Supermarket chain Kroger reportedly paid for out-of-state abortions following the Supreme Court’s decision to overturn the controversial “Roe v. Wade” case.
Kroger enacted a policy last June to provide up to $4,000 in travel costs to employees seeking out-of-state abortions in the wake of the high court’s ruling.
The resolution divided the company’s shareholders, leading to their voting for greater transparency with the supermarket chain’s charitable contributions.
Attorney Rachel Citak, president of the Cincinnati Right to Life organization, said that they have provided a pro-life video message to the company to educate the shareholders before they vote on a resolution.
“Two pro-life shareholders [Tom Strobhar and Lou Eichhold] came together to submit a resolution requesting greater transparency in Kroger’s charitable contributions, and they yielded that time to speak to the entire board of shareholders of Kroger to Right to Life of Cincinnati,” Citak said.
She also urged the company to reconsider its abortion policy, in addition to its call for greater transparency in its charitable contributions.
“Right now, Kroger shoppers, Kroger shareholders, Kroger employees, they have no idea how much of the profits are going to organizations in the abortion industry,” Citak continued.
Right to Life will double its efforts to boycott the Cincinnati-based Kroger should they fail to pass the resolution. Citak said that recent campaigns against businesses with liberal practices served as inspiration for her organization.
Axios reported that the cost of the conservative backlash against Anheuser-Busch, Kohl’s, and Target has cost the three companies’ market values a combined $28.7 billion since the beginning of April.
“I think that that was very inspiring to know that these companies that had enacted principles that were anti-woman were being held accountable,” Citak said. “We now want to have that same transparency.

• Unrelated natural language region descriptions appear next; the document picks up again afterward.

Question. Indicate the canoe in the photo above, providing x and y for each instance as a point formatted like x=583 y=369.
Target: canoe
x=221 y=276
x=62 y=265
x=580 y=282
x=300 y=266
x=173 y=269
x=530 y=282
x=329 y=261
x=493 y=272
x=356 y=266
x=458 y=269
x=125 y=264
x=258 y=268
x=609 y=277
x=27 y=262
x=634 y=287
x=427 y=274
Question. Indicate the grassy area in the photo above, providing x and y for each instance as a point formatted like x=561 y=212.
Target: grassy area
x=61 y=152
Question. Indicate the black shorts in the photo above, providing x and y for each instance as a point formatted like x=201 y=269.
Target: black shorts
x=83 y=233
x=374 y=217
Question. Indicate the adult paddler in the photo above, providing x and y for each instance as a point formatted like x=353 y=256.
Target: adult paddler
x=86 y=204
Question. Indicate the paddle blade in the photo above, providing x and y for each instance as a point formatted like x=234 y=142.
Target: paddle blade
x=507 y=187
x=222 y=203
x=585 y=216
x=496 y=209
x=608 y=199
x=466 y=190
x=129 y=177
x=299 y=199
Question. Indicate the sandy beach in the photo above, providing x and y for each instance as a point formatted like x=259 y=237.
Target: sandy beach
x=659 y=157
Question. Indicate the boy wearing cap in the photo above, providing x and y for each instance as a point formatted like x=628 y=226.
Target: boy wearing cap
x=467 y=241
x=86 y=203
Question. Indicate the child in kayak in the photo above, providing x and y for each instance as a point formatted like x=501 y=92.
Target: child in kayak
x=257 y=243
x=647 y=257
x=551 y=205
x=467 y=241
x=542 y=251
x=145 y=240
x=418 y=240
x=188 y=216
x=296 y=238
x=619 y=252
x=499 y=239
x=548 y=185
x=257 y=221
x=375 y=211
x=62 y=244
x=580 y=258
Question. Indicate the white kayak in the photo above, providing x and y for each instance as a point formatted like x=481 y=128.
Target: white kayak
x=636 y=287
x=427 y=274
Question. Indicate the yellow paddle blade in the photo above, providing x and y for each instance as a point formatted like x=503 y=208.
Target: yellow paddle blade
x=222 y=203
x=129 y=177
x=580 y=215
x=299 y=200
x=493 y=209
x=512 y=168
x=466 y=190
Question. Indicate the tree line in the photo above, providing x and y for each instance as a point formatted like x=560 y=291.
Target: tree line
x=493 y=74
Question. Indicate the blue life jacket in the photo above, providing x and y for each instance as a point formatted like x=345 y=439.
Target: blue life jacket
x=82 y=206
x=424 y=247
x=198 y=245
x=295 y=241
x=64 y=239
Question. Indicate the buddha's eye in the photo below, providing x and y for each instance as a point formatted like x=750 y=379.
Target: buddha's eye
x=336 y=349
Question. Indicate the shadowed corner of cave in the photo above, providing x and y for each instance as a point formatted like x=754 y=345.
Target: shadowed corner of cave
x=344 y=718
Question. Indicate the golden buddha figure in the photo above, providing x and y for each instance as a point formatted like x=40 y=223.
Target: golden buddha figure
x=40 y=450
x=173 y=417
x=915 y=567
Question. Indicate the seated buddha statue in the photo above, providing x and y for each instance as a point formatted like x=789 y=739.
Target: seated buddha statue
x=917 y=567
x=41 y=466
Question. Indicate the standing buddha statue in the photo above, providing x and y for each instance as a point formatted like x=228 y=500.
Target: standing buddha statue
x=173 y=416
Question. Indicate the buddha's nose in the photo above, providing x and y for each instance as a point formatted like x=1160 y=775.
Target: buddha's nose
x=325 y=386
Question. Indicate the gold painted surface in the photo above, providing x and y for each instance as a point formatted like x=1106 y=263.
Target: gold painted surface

“When conservatives speak with their spending, it makes a change. And now we’re seeing that shareholder advocacy can realty balance the scales as well,” she added.
This comes as the national right to abortion is no more in the wake of the Supreme Court’s decision in “Dobbs v. Jackson Women’s Health Organization.” Abortion debates will now take place in state legislatures rather than in Congress or before the Supreme Court because there is no longer a universal right to the procedure.